B. Des actions de communication et de formation

L’État accompagne les DDT(M) et les collectivités territoriales en mettant à leur disposition la plateforme OSMOSE (Démat. ADS – Le permis de construire en ligne https://osmose.numerique.gouv.fr– pour s’inscrire : https://bit.ly/2Yqnpz5) qui constitue un espace d’échange et de partage, entre tous les acteurs de la communauté (collectivités, administrations déconcentrées, éditeurs de solution, partenaires du programme…). Le ministère de la Transition écologique, en tant que pilote du programme, anime les échanges et met régulièrement à disposition de tous des ressources visant à faciliter le déploiement de la démarche, tout en communiquant de manière transparente sur l’actualité et les événements emblématiques susceptibles d’intéresser les différents acteurs. Plus particulièrement, dans le cadre du programme de Transformation numérique des territoires animé par la direction interministérielle du Numérique, un groupe de travail dédié à la dématérialisation des demandes d’autorisation d’urbanisme, co-piloté par l’association des Maires de France et le ministère, a réuni un ensemble de collectivités pour produire des documents pratiques, réalisés pour guider les collectivités et mettre à leur disposition des outils qui leur permettent de savoir très concrètement ce qu’elles doivent mettre en place pour être au rendez-vous de leurs obligations réglementaires : vademecum SVE, guide de rédaction des conditions générales d’utilisation, vademecum de la signature dans le cadre de la communication auprès des pétitionnaires… La communication autour du programme « Permis de construire en ligne » cible aussi directement les pétitionnaires, qu’ils soient professionnels ou particuliers, à travers une large campagne dans les médias.

Le gouvernement s’investit par ailleurs dans la formation des agents de la fonction publique d’État et territoriale au côté du centre national de la Fonction publique territoriale (CNFPT) en réalisant plusieurs webinaires présentant successivement les différentes briques de la suite logicielle XX’AU ainsi que les textes règlementaires portant sur la dématérialisation des demandes d’autorisation d’urbanisme.

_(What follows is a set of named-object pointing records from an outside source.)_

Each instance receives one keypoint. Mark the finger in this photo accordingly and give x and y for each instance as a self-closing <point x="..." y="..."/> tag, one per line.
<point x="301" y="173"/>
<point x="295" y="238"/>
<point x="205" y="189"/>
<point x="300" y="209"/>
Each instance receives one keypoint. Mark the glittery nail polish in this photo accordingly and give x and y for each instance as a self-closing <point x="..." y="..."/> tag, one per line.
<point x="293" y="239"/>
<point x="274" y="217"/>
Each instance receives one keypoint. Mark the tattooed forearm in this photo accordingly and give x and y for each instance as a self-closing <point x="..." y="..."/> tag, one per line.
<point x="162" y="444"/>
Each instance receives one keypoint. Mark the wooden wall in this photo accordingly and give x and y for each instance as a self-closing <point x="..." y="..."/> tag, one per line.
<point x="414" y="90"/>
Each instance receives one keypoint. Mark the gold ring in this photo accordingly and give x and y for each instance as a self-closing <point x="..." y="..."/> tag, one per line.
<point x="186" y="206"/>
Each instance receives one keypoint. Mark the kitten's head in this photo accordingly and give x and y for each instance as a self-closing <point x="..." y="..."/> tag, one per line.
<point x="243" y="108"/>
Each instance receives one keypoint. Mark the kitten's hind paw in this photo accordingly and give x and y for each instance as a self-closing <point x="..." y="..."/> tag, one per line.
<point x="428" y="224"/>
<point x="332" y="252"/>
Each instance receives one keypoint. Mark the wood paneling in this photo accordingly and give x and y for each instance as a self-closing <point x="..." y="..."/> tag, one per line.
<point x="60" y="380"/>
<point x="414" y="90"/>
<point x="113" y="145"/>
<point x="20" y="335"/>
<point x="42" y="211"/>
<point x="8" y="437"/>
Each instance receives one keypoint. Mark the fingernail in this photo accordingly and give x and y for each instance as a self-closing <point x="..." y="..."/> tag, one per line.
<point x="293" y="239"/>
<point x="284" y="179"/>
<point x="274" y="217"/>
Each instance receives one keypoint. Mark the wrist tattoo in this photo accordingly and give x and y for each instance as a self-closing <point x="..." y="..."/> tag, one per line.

À ce jour, nous pouvons affirmer que tous les acteurs ainsi que les briques fonctionnelles de la dématérialisation des demandes d’autorisations d’urbanisme sont prêtes ou seront prêtes au 1er janvier 2022. Sur le chantier de raccordement, les travaux ont été menés conjointement avec les différents partenaires : le ministère de la Culture et leur réseau de services déconcentrés, les services départementaux Incendie et secours, les services gestionnaires, la direction générale des Collectivités territoriales pour le raccordement de leur outil de contrôle de légalité, @ctes, à Plat’AU. Le réseau déconcentré est également prêt à échanger les premiers flux, les DDT(M) ayant pleinement joué leur rôle de relai sur les territoires, en permettant un large écho des actions de l’État via leurs dispositifs locaux, notamment les club Application du droit des sols.

Au 1er janvier, les communes seront donc armées pour répondre à leurs obligations. Pour autant, le déploiement de la dématérialisation se poursuivra tout au long de l’année 2022 afin d’accueillir à terme l’ensemble des acteurs et de proposer de nouvelles fonctionnalités. L’État poursuivra donc ses missions d’animation et son pilotage pour accompagner cette montée en puissance et faire émerger rapidement de premiers retours d’expérience et améliorer, le cas échéant, les textes.

Pour le pétitionnaire, même si un dépôt par voie papier restera toujours possible, force est de constater que près des trois quarts des formalités pour lesquelles une solution dématérialisée est déjà offerte s’effectuent aujourd’hui par voie électronique. Il est donc probable que les demandeurs, en particulier les professionnels, s’approprieront rapidement, pour les autorisations d’urbanisme, ces solutions et que les usages se conformeront à la tendance générale d’utilisation des demandes dématérialisées au cours du premier trimestre 2022.